So now that you’re relieved that a serving isn’t as big as you thought it was, the next question that comes up is, “But how am I supposed to eat that many servings?” It seems awfully daunting. I just visualize 9 apples lined up on my desk, waiting to be consumed. Well, yeah, when you look at it that way, it does seem impossible.
The truth is, when you eat mainly from your green bags, you’re probably getting more servings than you think. A garden salad at lunch? 2 cups romaine lettuce, 1/2 cup cucumber, 1 tomato, chopped, and 1/2 cup shredded lettuce. You’re at 5 servings already. From there, it’s easy to build on. Add a half cup of blackberries to breakfast, 1 cup of sugar-snap peas as an afternoon snack (dip them in hummus!) and a sweet potato and steamed broccoli to dinner. See? How easy was that? And no apples! (Not today, anyway.)
What easy tricks do you use to get in all of your daily fruit and veggie servings?
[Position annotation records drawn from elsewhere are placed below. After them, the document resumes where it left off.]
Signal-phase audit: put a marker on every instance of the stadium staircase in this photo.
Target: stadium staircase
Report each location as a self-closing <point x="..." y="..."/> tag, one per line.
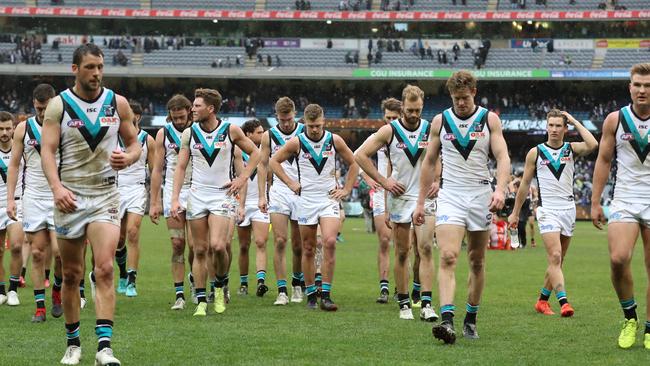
<point x="137" y="59"/>
<point x="599" y="58"/>
<point x="260" y="5"/>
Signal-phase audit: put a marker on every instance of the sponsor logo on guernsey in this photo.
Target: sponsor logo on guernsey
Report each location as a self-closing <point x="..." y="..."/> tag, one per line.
<point x="75" y="123"/>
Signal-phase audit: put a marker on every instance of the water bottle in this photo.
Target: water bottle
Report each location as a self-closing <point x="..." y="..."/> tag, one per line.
<point x="514" y="238"/>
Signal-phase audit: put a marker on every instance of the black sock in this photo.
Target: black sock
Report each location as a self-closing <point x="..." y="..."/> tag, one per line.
<point x="14" y="281"/>
<point x="132" y="274"/>
<point x="72" y="334"/>
<point x="426" y="298"/>
<point x="403" y="299"/>
<point x="200" y="295"/>
<point x="58" y="282"/>
<point x="39" y="296"/>
<point x="178" y="286"/>
<point x="104" y="332"/>
<point x="82" y="289"/>
<point x="120" y="258"/>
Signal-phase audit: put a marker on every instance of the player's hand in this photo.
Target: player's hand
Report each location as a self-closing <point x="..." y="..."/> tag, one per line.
<point x="176" y="209"/>
<point x="597" y="215"/>
<point x="418" y="215"/>
<point x="433" y="190"/>
<point x="64" y="200"/>
<point x="11" y="209"/>
<point x="295" y="187"/>
<point x="372" y="183"/>
<point x="569" y="118"/>
<point x="119" y="159"/>
<point x="513" y="220"/>
<point x="339" y="194"/>
<point x="155" y="211"/>
<point x="394" y="187"/>
<point x="497" y="201"/>
<point x="262" y="205"/>
<point x="234" y="186"/>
I started my day with half a cup of blueberries atop my pancakes. I enjoyed a tangerine as a mid-morning snack. For lunch, 1 cup baby spinach leaves, 1 tomato, sliced, 1/2 cup microgreens, with a smear of hummus in a whole grain wrap, served with 1 cup carrot sticks and 2 tablespoons roasted red pepper hummus. I had a banana post-workout. Dinner was a 6″ roll stuffed with 1 cup sauteed mushrooms and 1/2 cup sauteed peppers & onions. Topped with cheese and a bit of steak sauce, you’d never miss the meat filling! A cup of whole strawberries with a little drizzle of chocolate syrup ended my day.